A common discourse is that the residents in Chiang Mai, local or sojourning, are more focused on the small joys of everyday life instead of sociopolitical issues. With these assumptions, often accompanied with an understanding of Buddhist philosophy here, the existence of Burmese refugees is usually either invisible or reaching a different conclusion. For instance, a Chinese video held by a sojourner here argued that Thais just let Burmese stay in the refugee camp happily without “disturbing” or managing them, which corresponds to the Buddhist wisdom.
If Burmese refugees are usually invisible to a majority of Chinese sojourners, Chinese are certainly not so for Burmese. Politically, they discussed largely China’s enormous (and not exactly bright) role in the Burmese civil war. Moreover, their livelihood in Chiang Mai could largely rely on its tourist industry, for which Chinese tourists are one of the most important targets.

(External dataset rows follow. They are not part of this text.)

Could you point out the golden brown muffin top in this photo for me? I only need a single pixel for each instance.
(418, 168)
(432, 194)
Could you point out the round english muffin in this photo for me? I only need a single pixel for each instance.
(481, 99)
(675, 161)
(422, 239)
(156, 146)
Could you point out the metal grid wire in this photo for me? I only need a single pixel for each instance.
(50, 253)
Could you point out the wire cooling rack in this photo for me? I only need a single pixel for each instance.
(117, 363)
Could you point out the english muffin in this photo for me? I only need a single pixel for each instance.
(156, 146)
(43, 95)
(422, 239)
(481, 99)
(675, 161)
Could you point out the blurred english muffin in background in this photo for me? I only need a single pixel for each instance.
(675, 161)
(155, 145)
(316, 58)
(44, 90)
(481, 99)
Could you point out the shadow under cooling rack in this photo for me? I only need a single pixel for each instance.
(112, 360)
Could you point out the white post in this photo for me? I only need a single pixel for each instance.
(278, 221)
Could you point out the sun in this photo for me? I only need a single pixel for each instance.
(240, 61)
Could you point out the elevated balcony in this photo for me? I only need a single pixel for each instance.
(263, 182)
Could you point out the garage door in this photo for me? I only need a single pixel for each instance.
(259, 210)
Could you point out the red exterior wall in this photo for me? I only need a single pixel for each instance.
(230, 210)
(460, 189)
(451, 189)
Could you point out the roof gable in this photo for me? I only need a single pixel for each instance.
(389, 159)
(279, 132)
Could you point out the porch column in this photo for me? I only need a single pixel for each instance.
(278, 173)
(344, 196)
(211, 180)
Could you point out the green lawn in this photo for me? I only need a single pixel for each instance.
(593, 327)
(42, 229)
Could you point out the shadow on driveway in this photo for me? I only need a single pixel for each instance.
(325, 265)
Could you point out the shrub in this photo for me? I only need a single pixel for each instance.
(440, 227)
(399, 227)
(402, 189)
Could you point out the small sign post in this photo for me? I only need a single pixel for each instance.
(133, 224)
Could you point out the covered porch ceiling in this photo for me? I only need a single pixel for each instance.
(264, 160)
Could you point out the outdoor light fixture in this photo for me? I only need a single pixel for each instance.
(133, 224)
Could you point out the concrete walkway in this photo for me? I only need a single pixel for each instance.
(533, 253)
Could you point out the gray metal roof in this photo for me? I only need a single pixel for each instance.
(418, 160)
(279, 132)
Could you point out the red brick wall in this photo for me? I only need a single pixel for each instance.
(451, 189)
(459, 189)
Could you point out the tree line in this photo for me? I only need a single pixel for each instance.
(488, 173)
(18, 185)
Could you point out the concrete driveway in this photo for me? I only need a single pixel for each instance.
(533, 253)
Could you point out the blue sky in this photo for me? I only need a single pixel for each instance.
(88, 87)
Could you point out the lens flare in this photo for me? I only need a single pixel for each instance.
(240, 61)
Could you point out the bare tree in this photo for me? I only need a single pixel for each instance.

Because of the long-term connections between Myanmar and China, many of them speak Mandarin and think of strategies to appeal to Chinese tourists. For those involved in activism, solidarity with Chinese activists there—who certainly do not hold the same perspective I described above on Thai and Burmese politics—is also valued.
In a community-building event for Chinese sojourners, I heard one passionately speaking: “Chiang Mai is a common choice for the first stop of Chinese stepping out (of the home country) … We need a way to the globe.” Indeed, Chiang Mai is a global city, though appearing to be different from the way New York or Hong Kong are. The dynamics within this global city, where the bodies, labors, and skills from some regions and classes help to support a “regime of images,” in Peter A. Jackson’s words, that caters to ones from elsewhere, are worth further exploration.